Fitness and Ageing
Physical fitness means the ability of a person to undertake physical activity with endurance, power and flexibility. As we age, it is important that we stay as fit as possible because this helps maintain our physical and mental well-being.
There are four key types of exercise – endurance, strength training, balance and flexibility. Endurance exercises boost heart rate and breathing over a period of time, and are good for the heart, lungs and circulation. Examples include walking, running, cycling, swimming, dancing, or any other activity done without stopping for a period of time.
Strength training helps maintain muscle size and strength and also can help keep bones strong. Some examples are weight training or body weight exercises such as push ups or pull ups.
Balance exercises help to prevent falls, a major cause of disability in older adults. A good example of this is to try balancing on one foot and increasing the length of time you are able to do it.
Stretching exercises improve flexibility and reduce stiffness. Stretching exercises include yoga, tai chi, Pilates, and anything that makes you try to increase the range of motion of a joint. These exercises help keep the body supple.
Here are some of the main reasons why making physical activity a part of your everyday life is important as we get older;
1. Exercise increases bone density.
The disease osteoporosis makes your bones weak and brittle, and becomes more common with age. Exercise increases bone strength, and so helps prevent this occurring. The best kinds of exercise to make bones stronger are weight-bearing exercises like walking, and resistance exercises such as lifting weights but simply living an active lifestyle will help your bones stay strong.
2. Exercise helps you stay independent.
The point of being active is to maintain your ability to function. People who exercise and stay fit over their lifetimes can avoid being disabled at the end of their lives. Those who don't exercise usually experience some type of disability.
3. Exercise increases metabolism.
Keeping fit and active increases the resting metabolic rate of the body and so the body uses more of the calories you take in, even when you are resting. That leads to less body fat and makes it easier to control your weight. Just being a few kilos overweight puts you at high risk of many health problems.
4. Exercise reduces your risk of falls.
The reasons for this are that exercise allows you to practice keeping your balance and reacting to things around you, and also that exercise helps to slow down the natural decline in muscle fitness and strength that occurs with ageing. You are therefore likely to find balancing easier.

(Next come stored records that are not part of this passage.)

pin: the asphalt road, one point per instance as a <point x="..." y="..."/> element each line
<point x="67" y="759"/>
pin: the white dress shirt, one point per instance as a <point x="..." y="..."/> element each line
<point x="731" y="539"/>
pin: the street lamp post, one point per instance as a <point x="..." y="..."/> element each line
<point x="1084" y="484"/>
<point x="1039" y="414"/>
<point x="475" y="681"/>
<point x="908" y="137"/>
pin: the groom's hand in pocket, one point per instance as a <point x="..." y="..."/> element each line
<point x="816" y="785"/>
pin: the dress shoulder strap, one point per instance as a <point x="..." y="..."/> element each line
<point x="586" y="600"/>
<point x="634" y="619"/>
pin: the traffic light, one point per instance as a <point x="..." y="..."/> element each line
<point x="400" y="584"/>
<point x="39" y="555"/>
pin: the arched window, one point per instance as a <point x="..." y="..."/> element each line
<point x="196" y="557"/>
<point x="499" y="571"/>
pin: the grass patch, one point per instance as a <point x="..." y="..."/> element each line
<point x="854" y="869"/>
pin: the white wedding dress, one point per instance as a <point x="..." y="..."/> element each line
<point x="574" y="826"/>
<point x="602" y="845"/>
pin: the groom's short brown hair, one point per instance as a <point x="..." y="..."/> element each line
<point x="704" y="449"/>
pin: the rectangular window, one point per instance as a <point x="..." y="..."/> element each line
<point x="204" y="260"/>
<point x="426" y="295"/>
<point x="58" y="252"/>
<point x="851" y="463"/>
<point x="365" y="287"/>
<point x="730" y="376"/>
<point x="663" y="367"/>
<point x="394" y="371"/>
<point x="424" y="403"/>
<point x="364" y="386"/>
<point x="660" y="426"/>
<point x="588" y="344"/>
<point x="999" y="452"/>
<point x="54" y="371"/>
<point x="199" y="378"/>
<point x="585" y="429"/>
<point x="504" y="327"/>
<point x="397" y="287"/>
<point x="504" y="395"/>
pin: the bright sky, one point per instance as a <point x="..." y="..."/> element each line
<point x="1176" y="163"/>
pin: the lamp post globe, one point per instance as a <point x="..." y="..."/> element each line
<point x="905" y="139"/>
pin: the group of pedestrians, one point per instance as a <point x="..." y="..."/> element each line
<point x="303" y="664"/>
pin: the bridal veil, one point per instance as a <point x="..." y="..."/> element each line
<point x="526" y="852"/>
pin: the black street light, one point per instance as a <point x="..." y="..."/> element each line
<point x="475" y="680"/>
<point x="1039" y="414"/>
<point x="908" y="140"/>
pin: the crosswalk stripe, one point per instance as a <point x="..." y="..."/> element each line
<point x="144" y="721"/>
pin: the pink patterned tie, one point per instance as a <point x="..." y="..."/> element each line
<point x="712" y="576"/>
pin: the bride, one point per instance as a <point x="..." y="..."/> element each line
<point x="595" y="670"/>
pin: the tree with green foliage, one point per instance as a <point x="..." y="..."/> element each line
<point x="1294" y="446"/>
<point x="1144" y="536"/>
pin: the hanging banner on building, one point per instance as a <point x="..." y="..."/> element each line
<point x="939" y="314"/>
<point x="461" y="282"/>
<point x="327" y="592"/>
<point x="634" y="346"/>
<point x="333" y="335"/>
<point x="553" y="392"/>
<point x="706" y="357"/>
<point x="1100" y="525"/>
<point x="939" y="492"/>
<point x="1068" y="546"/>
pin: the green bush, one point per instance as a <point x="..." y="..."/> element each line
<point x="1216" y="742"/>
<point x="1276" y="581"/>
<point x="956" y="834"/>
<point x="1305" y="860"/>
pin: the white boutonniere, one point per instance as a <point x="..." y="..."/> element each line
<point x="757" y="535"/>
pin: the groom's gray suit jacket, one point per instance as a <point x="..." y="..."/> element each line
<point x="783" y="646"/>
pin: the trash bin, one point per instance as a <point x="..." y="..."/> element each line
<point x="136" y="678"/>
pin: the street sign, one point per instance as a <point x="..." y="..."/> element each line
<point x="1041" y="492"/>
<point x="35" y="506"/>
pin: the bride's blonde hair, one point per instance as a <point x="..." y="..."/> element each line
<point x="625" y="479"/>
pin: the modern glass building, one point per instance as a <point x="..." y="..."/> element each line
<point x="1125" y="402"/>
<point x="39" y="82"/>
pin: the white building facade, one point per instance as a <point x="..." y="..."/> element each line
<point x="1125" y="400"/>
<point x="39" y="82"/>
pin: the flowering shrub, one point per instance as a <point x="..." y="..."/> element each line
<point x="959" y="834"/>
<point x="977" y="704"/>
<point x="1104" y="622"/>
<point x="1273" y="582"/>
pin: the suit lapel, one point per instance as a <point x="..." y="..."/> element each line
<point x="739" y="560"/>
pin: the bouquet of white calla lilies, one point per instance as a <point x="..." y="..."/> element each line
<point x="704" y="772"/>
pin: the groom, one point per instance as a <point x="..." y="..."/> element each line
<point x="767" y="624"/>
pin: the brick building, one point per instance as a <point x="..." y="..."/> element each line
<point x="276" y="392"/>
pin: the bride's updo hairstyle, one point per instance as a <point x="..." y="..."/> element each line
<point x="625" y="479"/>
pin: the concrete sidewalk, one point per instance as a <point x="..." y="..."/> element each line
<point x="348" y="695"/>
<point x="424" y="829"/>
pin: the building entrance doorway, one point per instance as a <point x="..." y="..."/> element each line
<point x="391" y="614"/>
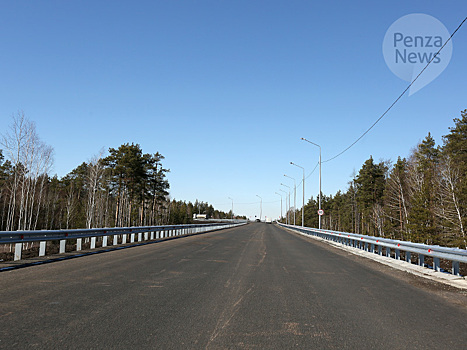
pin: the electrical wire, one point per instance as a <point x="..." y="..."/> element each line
<point x="400" y="96"/>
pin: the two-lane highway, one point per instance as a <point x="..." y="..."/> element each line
<point x="256" y="286"/>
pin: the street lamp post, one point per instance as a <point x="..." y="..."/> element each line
<point x="281" y="202"/>
<point x="231" y="215"/>
<point x="289" y="201"/>
<point x="294" y="197"/>
<point x="260" y="207"/>
<point x="303" y="195"/>
<point x="304" y="139"/>
<point x="286" y="217"/>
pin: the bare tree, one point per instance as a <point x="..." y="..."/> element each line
<point x="30" y="159"/>
<point x="94" y="178"/>
<point x="449" y="209"/>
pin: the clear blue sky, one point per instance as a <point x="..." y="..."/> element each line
<point x="223" y="89"/>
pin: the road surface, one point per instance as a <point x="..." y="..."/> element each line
<point x="252" y="287"/>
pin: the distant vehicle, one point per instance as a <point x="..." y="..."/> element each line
<point x="200" y="216"/>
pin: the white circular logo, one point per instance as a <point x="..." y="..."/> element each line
<point x="411" y="42"/>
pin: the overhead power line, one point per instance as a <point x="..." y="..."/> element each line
<point x="397" y="99"/>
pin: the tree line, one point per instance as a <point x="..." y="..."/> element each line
<point x="420" y="198"/>
<point x="119" y="188"/>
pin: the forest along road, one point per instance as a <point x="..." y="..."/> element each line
<point x="255" y="286"/>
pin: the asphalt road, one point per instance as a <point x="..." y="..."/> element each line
<point x="252" y="287"/>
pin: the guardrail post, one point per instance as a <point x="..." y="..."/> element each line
<point x="18" y="250"/>
<point x="436" y="265"/>
<point x="42" y="246"/>
<point x="62" y="246"/>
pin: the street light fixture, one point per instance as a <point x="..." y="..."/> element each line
<point x="304" y="139"/>
<point x="281" y="202"/>
<point x="294" y="197"/>
<point x="303" y="195"/>
<point x="288" y="219"/>
<point x="286" y="210"/>
<point x="260" y="207"/>
<point x="231" y="215"/>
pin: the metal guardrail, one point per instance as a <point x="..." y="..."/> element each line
<point x="376" y="244"/>
<point x="122" y="234"/>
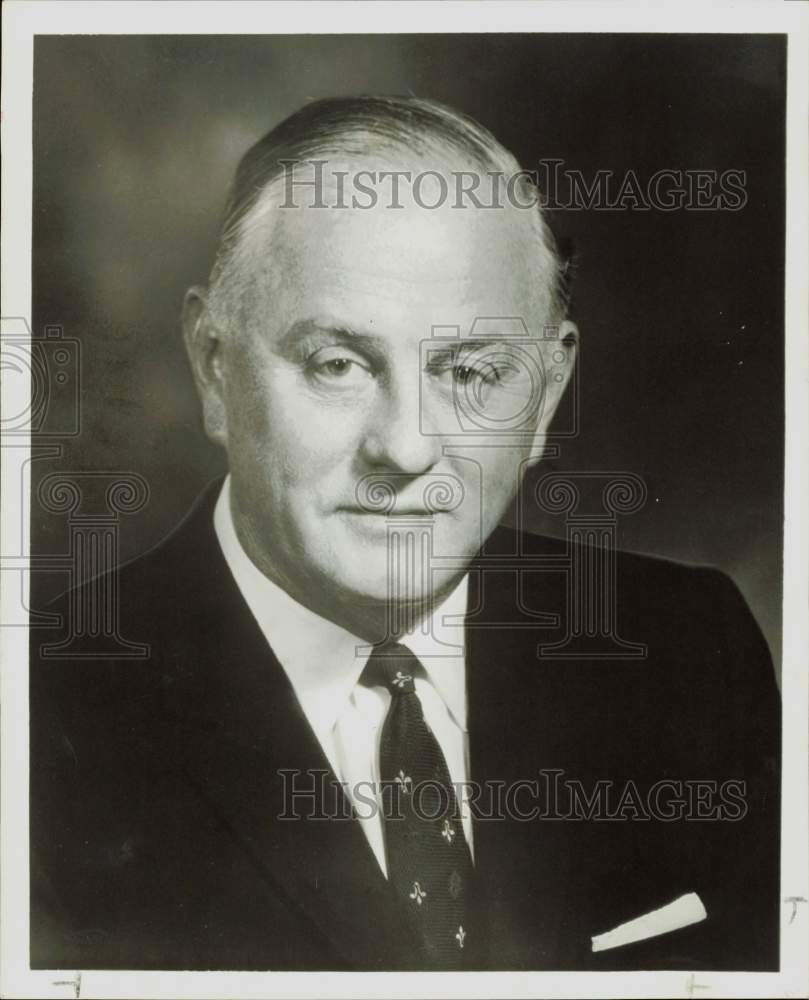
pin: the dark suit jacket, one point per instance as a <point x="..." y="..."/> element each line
<point x="155" y="785"/>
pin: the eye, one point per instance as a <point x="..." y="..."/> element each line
<point x="332" y="368"/>
<point x="337" y="366"/>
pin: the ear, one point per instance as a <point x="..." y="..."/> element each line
<point x="204" y="345"/>
<point x="559" y="358"/>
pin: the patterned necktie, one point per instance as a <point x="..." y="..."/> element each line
<point x="429" y="865"/>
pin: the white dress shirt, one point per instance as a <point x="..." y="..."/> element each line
<point x="323" y="663"/>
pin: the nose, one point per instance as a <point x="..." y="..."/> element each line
<point x="399" y="437"/>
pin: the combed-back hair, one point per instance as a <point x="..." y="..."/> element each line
<point x="351" y="128"/>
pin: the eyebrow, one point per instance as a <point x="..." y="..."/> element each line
<point x="343" y="332"/>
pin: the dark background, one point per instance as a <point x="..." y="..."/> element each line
<point x="135" y="142"/>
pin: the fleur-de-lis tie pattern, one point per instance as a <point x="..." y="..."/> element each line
<point x="429" y="865"/>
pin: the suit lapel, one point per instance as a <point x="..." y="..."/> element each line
<point x="248" y="749"/>
<point x="526" y="881"/>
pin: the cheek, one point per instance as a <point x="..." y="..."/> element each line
<point x="277" y="426"/>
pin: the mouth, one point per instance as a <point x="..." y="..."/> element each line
<point x="385" y="514"/>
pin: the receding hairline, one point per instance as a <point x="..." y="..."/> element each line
<point x="394" y="130"/>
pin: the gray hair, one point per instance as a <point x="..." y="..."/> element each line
<point x="356" y="127"/>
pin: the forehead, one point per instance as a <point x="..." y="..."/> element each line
<point x="445" y="264"/>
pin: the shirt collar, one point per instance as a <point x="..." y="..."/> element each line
<point x="324" y="661"/>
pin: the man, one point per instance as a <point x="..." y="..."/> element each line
<point x="332" y="757"/>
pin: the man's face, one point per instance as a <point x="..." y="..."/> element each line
<point x="328" y="390"/>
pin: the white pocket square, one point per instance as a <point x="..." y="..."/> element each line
<point x="686" y="910"/>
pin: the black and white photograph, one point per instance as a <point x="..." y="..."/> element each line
<point x="404" y="469"/>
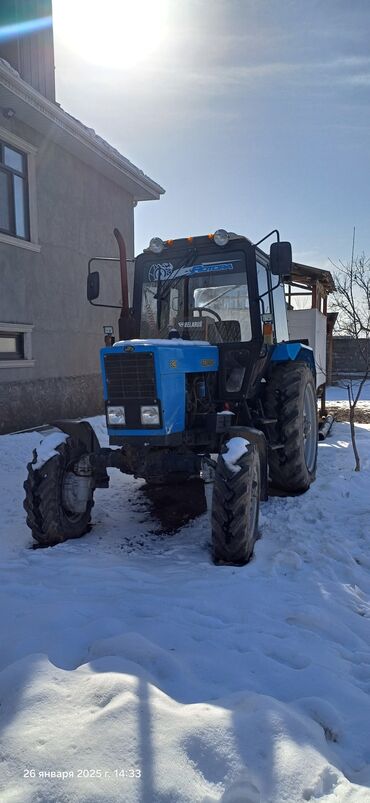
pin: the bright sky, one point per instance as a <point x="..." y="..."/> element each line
<point x="252" y="114"/>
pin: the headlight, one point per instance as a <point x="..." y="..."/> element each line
<point x="221" y="237"/>
<point x="156" y="245"/>
<point x="116" y="415"/>
<point x="150" y="415"/>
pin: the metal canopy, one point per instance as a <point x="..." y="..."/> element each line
<point x="310" y="276"/>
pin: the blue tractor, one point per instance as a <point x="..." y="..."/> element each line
<point x="203" y="381"/>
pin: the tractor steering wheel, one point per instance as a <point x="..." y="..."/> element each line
<point x="204" y="309"/>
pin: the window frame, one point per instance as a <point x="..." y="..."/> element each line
<point x="29" y="152"/>
<point x="22" y="358"/>
<point x="10" y="172"/>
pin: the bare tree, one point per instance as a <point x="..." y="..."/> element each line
<point x="352" y="302"/>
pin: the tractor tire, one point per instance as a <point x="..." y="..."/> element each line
<point x="235" y="508"/>
<point x="291" y="400"/>
<point x="47" y="514"/>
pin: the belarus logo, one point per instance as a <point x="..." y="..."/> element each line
<point x="162" y="271"/>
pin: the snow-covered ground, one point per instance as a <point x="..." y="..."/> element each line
<point x="127" y="653"/>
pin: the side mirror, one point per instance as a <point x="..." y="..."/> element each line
<point x="281" y="259"/>
<point x="93" y="285"/>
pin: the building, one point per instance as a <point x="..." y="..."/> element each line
<point x="63" y="189"/>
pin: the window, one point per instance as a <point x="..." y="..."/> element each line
<point x="16" y="345"/>
<point x="11" y="346"/>
<point x="14" y="218"/>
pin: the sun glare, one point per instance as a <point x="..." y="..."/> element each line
<point x="113" y="33"/>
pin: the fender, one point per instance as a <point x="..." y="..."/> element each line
<point x="258" y="439"/>
<point x="83" y="431"/>
<point x="295" y="352"/>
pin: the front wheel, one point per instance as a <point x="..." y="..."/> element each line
<point x="235" y="502"/>
<point x="58" y="502"/>
<point x="291" y="402"/>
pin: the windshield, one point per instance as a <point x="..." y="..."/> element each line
<point x="202" y="302"/>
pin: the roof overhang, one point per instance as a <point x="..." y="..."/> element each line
<point x="50" y="120"/>
<point x="308" y="275"/>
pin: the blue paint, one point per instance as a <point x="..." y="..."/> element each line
<point x="23" y="28"/>
<point x="172" y="363"/>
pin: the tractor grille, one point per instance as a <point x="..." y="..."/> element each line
<point x="130" y="376"/>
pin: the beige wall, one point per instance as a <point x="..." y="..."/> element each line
<point x="77" y="209"/>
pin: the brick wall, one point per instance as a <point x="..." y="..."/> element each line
<point x="347" y="358"/>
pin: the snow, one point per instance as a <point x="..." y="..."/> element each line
<point x="47" y="446"/>
<point x="339" y="392"/>
<point x="235" y="447"/>
<point x="128" y="650"/>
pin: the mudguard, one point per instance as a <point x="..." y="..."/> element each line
<point x="258" y="439"/>
<point x="83" y="431"/>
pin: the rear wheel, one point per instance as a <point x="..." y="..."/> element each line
<point x="235" y="506"/>
<point x="58" y="502"/>
<point x="291" y="400"/>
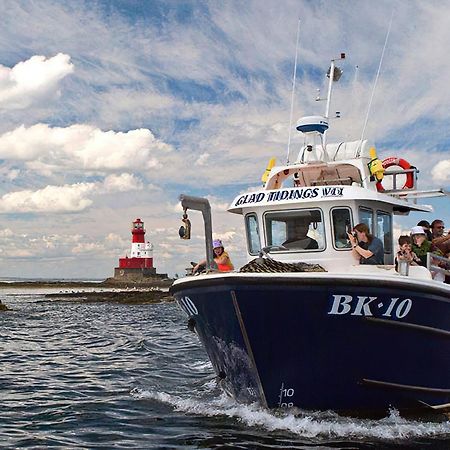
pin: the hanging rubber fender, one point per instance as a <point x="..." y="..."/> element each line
<point x="394" y="161"/>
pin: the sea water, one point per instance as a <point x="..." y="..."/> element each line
<point x="108" y="375"/>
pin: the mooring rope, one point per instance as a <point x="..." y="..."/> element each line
<point x="261" y="265"/>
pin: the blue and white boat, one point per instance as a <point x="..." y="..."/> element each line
<point x="307" y="326"/>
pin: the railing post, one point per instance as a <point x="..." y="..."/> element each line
<point x="202" y="204"/>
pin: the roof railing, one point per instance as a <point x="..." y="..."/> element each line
<point x="395" y="173"/>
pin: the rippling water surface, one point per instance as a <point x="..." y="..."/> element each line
<point x="100" y="375"/>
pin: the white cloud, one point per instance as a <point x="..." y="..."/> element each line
<point x="122" y="183"/>
<point x="441" y="172"/>
<point x="67" y="198"/>
<point x="32" y="80"/>
<point x="49" y="199"/>
<point x="82" y="146"/>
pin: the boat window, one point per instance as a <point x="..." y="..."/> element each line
<point x="384" y="230"/>
<point x="366" y="216"/>
<point x="300" y="230"/>
<point x="341" y="218"/>
<point x="251" y="225"/>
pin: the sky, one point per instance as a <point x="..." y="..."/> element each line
<point x="111" y="109"/>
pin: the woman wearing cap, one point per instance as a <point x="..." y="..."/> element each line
<point x="366" y="247"/>
<point x="221" y="258"/>
<point x="427" y="228"/>
<point x="420" y="244"/>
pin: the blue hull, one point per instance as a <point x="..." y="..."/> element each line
<point x="320" y="343"/>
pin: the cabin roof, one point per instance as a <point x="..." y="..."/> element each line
<point x="313" y="195"/>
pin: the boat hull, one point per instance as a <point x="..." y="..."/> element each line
<point x="323" y="343"/>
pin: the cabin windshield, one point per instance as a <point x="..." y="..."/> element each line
<point x="299" y="230"/>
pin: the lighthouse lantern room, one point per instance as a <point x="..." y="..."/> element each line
<point x="140" y="261"/>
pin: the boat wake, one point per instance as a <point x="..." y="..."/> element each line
<point x="310" y="425"/>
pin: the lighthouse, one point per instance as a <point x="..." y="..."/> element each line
<point x="140" y="262"/>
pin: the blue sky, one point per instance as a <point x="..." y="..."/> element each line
<point x="111" y="109"/>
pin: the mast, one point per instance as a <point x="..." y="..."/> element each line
<point x="334" y="74"/>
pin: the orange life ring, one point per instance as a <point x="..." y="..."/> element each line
<point x="394" y="161"/>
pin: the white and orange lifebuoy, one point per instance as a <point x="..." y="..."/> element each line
<point x="394" y="161"/>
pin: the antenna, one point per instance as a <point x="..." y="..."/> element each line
<point x="374" y="85"/>
<point x="334" y="73"/>
<point x="293" y="93"/>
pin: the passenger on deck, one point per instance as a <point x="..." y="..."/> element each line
<point x="297" y="232"/>
<point x="437" y="228"/>
<point x="420" y="244"/>
<point x="221" y="258"/>
<point x="366" y="247"/>
<point x="405" y="252"/>
<point x="427" y="228"/>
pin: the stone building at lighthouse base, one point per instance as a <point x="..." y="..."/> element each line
<point x="138" y="267"/>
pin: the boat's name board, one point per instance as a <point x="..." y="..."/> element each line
<point x="362" y="305"/>
<point x="289" y="195"/>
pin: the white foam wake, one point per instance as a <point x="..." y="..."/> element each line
<point x="304" y="424"/>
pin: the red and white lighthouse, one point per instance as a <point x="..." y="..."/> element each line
<point x="140" y="261"/>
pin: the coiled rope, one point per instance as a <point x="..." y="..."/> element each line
<point x="261" y="265"/>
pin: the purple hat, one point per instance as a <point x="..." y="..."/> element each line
<point x="217" y="243"/>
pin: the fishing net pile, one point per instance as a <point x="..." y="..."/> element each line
<point x="270" y="265"/>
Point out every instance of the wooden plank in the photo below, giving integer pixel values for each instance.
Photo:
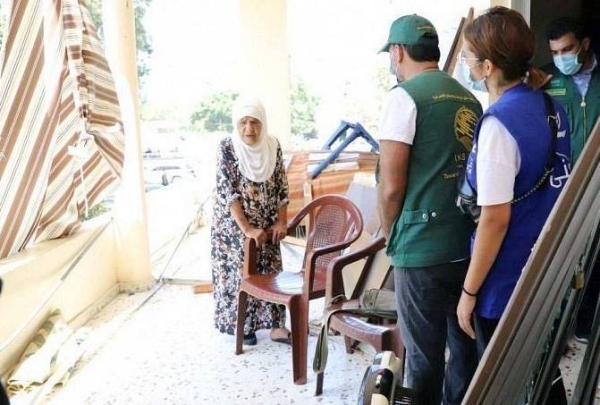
(456, 46)
(513, 355)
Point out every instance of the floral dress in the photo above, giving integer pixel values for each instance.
(260, 203)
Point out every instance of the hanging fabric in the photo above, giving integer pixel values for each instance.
(61, 136)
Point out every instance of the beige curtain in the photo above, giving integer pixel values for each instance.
(61, 137)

5. Exercise improves flexibility.
Doing activities and exercises that put your body through the full range of movement helps keep it flexible. Stretching exercises increase flexibility and help you do more of the activities you enjoy. Always warm up and gradually work your way into the exercise before doing any type of stretching exercises and remember that a mild pulling sensation is normal when stretching but it should never cause pain, especially joint pain. If you feel pain, stop at once. Never bounce into a stretch - make slow, steady movements to help your muscles stretch naturally.
6. Exercise is a reason to be sociable.
Exercise groups are a good way to meet people. Since one of the best ways of increasing your activity is to do it in a group, exercise can lead to new friendships and improve your social life which helps to avoid feelings of loneliness; this can be a key factor in maintaining mental well being as we get older.
7. Exercise improves your mood.
Exercise is good for your mind and large numbers of studies show it can reduce depression and anxiety as well as it lifting self-esteem. Being physically active can help you improve your sense of what you can do and also provide a challenge to keep your mind and body focused on staying healthy.
8. Exercise helps your whole body.
Being active improves the way your lungs work, helps prevent and control diabetes and is good for your heart. All of the body's systems deteriorate with age, but much of that can be attributed to a lack of physical activity, and exercise can slow that decline down.
Make exercise part of a daily routine
Schedule your exercise time just as you do other activities - it should be a normal part of your day – and always start slowly and gradually increase your pace. If you can, try to persuade a friend to exercise with you since they can provide the motivation to stick with an exercise programme because you know the person is counting on you to be there. To prevent boredom, vary what you do for exercise, and add physical activity to your day-to-day activities, such as using the stairs instead of the elevator or getting off the bus one or two stops early and walking the rest of the way to your destination.